Architectural chameleon Paul Rudolph would be 100 years old this October. Marking his ‘Centennial Celebration,’ Sarasota Architectural Foundation (SAF) is curating events throughout the year, dedicated to the co-founder of the Sarasota School of Architecture, including exclusive tours of significant homes, film screenings, art exhibitions, parties and a lecture series by distinguished architects and critical educators from all over the country. Among the master lecturers, Christopher Domin, co-author of the book, Paul Rudolph: The Florida Houses, a resonant work with southern-based modernists, celebrates the life and career of American architect Judith Chafee in his presentation, “Judith Chafee: Regional Consciousness.” Though lesser known than famed Rudolph, her steamlined designs were equally striking and suited as vernacular refuges from harsh terrains. Domin then reveals a surprising ‘six degrees of separation’ aspect to the story—proving that the modern meccas of the Grand Canyon State and the Sunshine State have more in common than we think.

 

A flashback to undergrad finds young, earnest student Domin sitting in class with an architectural history textbook. Flipping ahead of his required reading into a chapter called, ‘Recent Developments: Contemporary World Architecture,’ he was immediately taken by a photograph simply titled, ‘Judith Chafee, House in American Southwest.’ “It was this really strong set of Catalina mountains in the background—and coming from Florida you don’t see that sort of thing,” Domin describes. “There was this line—the desert—and this other really strong line with a canopy that held its own but also accepted the landscape,” he says.

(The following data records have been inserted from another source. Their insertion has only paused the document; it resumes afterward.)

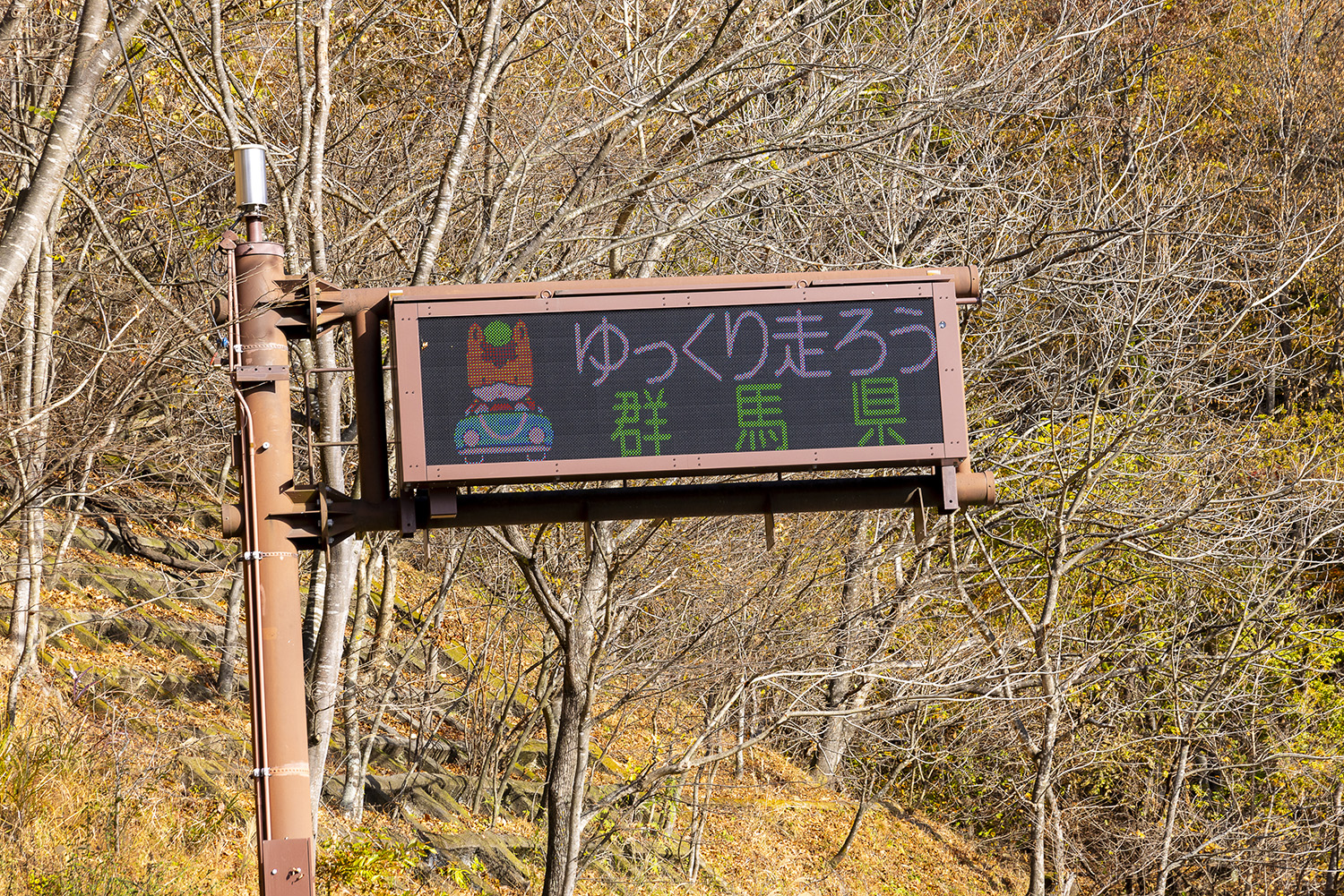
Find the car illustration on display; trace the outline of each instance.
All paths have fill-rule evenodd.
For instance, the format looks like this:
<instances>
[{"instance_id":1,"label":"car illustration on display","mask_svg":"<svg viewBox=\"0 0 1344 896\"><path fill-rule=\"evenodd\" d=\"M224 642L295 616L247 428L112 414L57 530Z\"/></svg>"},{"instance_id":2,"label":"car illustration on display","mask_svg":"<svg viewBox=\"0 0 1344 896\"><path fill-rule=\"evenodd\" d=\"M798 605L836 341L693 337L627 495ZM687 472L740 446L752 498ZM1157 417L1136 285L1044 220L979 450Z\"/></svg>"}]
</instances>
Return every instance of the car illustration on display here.
<instances>
[{"instance_id":1,"label":"car illustration on display","mask_svg":"<svg viewBox=\"0 0 1344 896\"><path fill-rule=\"evenodd\" d=\"M538 410L484 411L464 418L453 433L458 454L470 461L487 455L521 454L540 461L551 450L555 434L551 422Z\"/></svg>"}]
</instances>

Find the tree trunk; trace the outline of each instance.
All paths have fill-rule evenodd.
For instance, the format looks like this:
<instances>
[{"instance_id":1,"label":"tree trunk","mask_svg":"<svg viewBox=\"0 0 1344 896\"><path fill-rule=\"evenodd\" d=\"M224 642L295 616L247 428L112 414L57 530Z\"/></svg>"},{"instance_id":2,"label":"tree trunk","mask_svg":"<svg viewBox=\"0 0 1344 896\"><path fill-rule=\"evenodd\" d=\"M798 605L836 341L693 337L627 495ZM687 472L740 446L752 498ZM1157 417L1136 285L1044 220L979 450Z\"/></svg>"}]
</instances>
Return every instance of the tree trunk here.
<instances>
[{"instance_id":1,"label":"tree trunk","mask_svg":"<svg viewBox=\"0 0 1344 896\"><path fill-rule=\"evenodd\" d=\"M1172 838L1176 832L1176 810L1185 789L1185 764L1189 759L1189 742L1181 739L1172 768L1172 786L1167 794L1167 821L1163 825L1163 848L1157 860L1157 896L1165 896L1167 879L1171 875Z\"/></svg>"},{"instance_id":2,"label":"tree trunk","mask_svg":"<svg viewBox=\"0 0 1344 896\"><path fill-rule=\"evenodd\" d=\"M364 652L364 626L368 623L372 566L376 556L370 551L368 556L360 560L355 621L349 630L349 646L345 649L345 699L341 703L341 717L345 723L345 786L341 789L340 807L355 821L359 821L364 811L364 755L359 739L359 660Z\"/></svg>"},{"instance_id":3,"label":"tree trunk","mask_svg":"<svg viewBox=\"0 0 1344 896\"><path fill-rule=\"evenodd\" d=\"M840 590L840 618L836 622L835 662L833 676L827 690L825 708L831 712L841 713L847 709L859 711L867 703L868 686L863 673L855 673L855 664L860 660L860 646L863 641L859 615L862 611L863 584L868 580L868 571L874 563L872 545L868 540L868 523L871 513L859 514L855 523L853 536L844 557L844 584ZM855 678L860 684L856 686ZM853 719L851 715L825 716L821 721L821 736L817 744L817 756L812 763L812 774L818 780L835 783L840 763L844 760L845 750L853 737Z\"/></svg>"},{"instance_id":4,"label":"tree trunk","mask_svg":"<svg viewBox=\"0 0 1344 896\"><path fill-rule=\"evenodd\" d=\"M597 689L593 662L598 614L610 587L610 523L593 525L593 547L578 600L570 619L556 631L563 677L555 717L555 746L546 782L547 841L542 896L573 896L578 883L591 709Z\"/></svg>"},{"instance_id":5,"label":"tree trunk","mask_svg":"<svg viewBox=\"0 0 1344 896\"><path fill-rule=\"evenodd\" d=\"M317 340L316 356L319 367L336 367L335 333ZM340 441L341 420L341 376L339 373L319 373L319 414L321 418L321 441ZM323 449L324 480L339 492L345 489L344 451L339 446ZM323 623L313 649L312 689L308 728L308 767L312 786L313 823L317 823L317 810L321 803L323 776L327 770L327 751L331 747L332 724L336 720L336 703L340 699L341 660L345 653L345 622L349 618L351 594L355 590L355 574L363 541L345 539L331 547L331 563L327 567L327 595L323 604Z\"/></svg>"},{"instance_id":6,"label":"tree trunk","mask_svg":"<svg viewBox=\"0 0 1344 896\"><path fill-rule=\"evenodd\" d=\"M106 31L108 0L85 0L79 12L75 55L60 106L47 132L47 142L32 181L19 197L4 236L0 238L0 317L4 316L9 294L23 277L24 266L38 249L47 219L63 192L66 171L79 149L98 85L108 67L121 56L122 43L129 42L140 30L152 7L153 0L134 0L118 20L118 34Z\"/></svg>"},{"instance_id":7,"label":"tree trunk","mask_svg":"<svg viewBox=\"0 0 1344 896\"><path fill-rule=\"evenodd\" d=\"M1031 883L1027 888L1030 896L1046 896L1048 803L1050 791L1055 786L1055 739L1059 733L1059 705L1054 695L1046 700L1046 717L1042 728L1040 744L1036 751L1036 779L1031 787Z\"/></svg>"}]
</instances>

“I was shaken by this image. It sort of seemed familiar, but it seemed really foreign too.” Paul Rudolph’s work had always been a great interest to Domin as well. “It was local and his work meant something to me,” he says. “Then I realized Chafee was a student of Rudolph’s.” After Rudolph spent 20 years here in Sarasota, he migrated to the Northeast and took over the chairmanship at Yale. Domin learned Chafee was in his first graduating class in 1960, and her thesis advisor. “You follow your instincts, right? You don’t know why you like certain things, and sometimes it takes a lifetime to figure it out.” Domin relays. It was Rudolph’s work that innately responded to climate, culture, landscape and history during that generation, and taught Chafee those philosophies. After her impactful education with Rudolph, she picked up his trajectory and brought it back to Tucson, AZ. “They dealt with materials meaningfully, dealt with landscape meaningfully, figured out a way to situate something into a place and into a culture ethically and environmentally,” says Domin. 

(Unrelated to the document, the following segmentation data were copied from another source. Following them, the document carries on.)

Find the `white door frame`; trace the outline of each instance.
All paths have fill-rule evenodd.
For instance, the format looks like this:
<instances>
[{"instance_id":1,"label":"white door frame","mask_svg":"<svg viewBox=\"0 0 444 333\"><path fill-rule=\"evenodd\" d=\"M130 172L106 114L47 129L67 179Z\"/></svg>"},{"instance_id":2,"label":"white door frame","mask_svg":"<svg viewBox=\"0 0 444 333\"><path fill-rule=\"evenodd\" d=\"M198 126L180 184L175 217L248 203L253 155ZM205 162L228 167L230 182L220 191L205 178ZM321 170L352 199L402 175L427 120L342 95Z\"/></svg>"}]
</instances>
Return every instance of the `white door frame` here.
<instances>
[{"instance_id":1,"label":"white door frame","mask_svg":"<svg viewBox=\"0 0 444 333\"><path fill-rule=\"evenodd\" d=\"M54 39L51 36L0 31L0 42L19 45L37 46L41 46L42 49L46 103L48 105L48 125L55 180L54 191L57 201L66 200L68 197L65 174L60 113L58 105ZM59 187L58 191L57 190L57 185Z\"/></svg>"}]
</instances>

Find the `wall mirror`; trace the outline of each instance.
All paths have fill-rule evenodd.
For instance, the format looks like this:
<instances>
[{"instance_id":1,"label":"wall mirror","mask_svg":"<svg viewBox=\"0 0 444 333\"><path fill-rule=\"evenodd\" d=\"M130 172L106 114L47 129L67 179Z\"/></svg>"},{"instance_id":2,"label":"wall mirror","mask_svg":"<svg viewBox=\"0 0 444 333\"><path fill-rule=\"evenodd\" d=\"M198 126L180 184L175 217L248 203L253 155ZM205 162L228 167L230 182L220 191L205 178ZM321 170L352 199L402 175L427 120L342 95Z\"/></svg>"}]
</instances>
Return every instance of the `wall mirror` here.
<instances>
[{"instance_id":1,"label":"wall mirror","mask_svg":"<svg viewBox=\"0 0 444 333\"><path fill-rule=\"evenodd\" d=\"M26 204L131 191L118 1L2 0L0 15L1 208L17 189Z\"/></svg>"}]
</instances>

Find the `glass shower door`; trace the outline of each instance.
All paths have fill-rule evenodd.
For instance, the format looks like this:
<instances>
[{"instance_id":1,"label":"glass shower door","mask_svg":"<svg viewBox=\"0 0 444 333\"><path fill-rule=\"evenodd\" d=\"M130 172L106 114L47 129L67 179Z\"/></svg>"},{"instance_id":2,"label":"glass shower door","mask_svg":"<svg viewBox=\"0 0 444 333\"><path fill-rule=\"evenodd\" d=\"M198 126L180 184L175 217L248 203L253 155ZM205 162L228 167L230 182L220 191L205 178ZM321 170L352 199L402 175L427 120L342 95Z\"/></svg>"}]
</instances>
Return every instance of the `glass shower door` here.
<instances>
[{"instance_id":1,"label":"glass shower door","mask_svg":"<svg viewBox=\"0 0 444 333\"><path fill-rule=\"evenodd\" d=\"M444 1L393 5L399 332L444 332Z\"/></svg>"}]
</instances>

A former Florida native, Domin eventually moved to Arizona himself and admits the architecture out west may have subconsciously been the driving force. “Florida is a beautiful place, especially when my parents moved here in the late 1950s,” he says. “But then the west had this draw for me—these strong, powerful American landscapes that I found really robust and vital. I didn’t know it, and I was curious about it.” Once Domin decided to change from full-time practice to full-time academics as a career, a professor position opened up in Arizona. “I knew that Judith Chafee taught there at the end of her career, before her passing and left a huge imprint on a new generation of architects,” he says. 

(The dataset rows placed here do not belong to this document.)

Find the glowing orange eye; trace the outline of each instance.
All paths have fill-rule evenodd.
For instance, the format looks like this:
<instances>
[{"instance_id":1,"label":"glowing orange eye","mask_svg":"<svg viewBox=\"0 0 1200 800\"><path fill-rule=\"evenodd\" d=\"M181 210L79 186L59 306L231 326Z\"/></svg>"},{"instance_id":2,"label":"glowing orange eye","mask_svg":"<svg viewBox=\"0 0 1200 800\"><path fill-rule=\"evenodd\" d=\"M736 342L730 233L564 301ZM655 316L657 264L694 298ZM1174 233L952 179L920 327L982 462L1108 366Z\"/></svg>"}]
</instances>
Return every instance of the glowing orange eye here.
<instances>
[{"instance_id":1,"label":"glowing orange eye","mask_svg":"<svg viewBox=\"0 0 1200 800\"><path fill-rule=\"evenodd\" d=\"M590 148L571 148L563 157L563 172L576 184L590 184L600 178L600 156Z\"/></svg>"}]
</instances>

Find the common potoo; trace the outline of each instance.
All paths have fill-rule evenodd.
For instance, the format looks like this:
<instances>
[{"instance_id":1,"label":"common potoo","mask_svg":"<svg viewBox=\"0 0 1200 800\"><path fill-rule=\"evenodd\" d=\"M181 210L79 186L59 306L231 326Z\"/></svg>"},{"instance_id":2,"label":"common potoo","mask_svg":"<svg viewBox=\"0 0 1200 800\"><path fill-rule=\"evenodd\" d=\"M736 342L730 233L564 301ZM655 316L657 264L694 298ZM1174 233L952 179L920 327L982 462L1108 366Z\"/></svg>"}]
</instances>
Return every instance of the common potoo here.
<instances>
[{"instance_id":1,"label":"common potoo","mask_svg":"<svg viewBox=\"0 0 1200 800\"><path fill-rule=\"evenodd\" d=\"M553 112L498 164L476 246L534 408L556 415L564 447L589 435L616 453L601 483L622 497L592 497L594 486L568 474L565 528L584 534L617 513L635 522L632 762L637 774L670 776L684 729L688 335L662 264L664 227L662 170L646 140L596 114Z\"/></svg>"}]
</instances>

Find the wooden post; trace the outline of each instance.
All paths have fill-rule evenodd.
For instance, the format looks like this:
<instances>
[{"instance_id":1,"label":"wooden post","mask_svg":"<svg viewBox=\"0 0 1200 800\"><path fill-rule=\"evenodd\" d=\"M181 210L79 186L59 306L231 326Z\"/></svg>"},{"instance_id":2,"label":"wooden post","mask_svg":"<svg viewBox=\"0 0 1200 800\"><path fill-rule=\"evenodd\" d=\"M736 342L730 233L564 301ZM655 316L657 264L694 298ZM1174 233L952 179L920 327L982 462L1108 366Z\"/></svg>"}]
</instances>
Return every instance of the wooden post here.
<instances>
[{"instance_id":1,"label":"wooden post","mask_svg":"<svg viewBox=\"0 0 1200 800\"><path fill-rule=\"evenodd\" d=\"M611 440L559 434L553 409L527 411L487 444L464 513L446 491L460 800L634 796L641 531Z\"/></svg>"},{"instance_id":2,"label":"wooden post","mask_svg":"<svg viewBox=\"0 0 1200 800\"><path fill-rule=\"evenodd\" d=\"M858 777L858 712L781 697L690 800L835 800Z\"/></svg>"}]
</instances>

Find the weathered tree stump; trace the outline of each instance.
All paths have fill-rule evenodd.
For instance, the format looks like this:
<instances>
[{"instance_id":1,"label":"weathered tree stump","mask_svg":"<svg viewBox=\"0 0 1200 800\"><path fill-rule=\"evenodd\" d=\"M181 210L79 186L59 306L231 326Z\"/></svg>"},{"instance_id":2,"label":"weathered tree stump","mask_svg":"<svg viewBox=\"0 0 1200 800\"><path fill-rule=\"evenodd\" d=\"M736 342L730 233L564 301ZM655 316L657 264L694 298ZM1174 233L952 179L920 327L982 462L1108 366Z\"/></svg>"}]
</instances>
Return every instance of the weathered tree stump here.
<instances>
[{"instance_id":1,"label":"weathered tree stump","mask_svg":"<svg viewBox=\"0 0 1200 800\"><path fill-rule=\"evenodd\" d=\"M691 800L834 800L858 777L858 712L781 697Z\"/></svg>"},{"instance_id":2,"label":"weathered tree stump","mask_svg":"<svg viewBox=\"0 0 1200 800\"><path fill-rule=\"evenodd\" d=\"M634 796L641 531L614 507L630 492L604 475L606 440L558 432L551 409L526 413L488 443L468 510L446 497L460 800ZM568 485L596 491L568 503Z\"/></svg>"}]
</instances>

While the Sarasota School of Architecture holds Paul Rudolph at its core, with his geometric spaces dedicated to the sea and sky, the College of Architecture in Tucson idolizes Judith Chafee, who set the standard to thoughtfully withstand the elements of the land. Rooted in their respective regions, those forward-thinking principles of vernacular design continue to drive architects today. Domin says, “One of the most important things architects do is orient the building correctly so that it works with the climate,” he says, “and then incorporate strategies to make the house a much more gracious place to be.” Suiting the climate and factoring in geographical power and ecological innovation is now a highlighted lesson in Domin’s own teachings, “Natural shade/lighting, air ventilation, using the space outdoors, working with the seasons—those are all things that Sarasota School of Architecture people did to keep architecture at the tip of everyone’s tongue, and Arizona people love that.”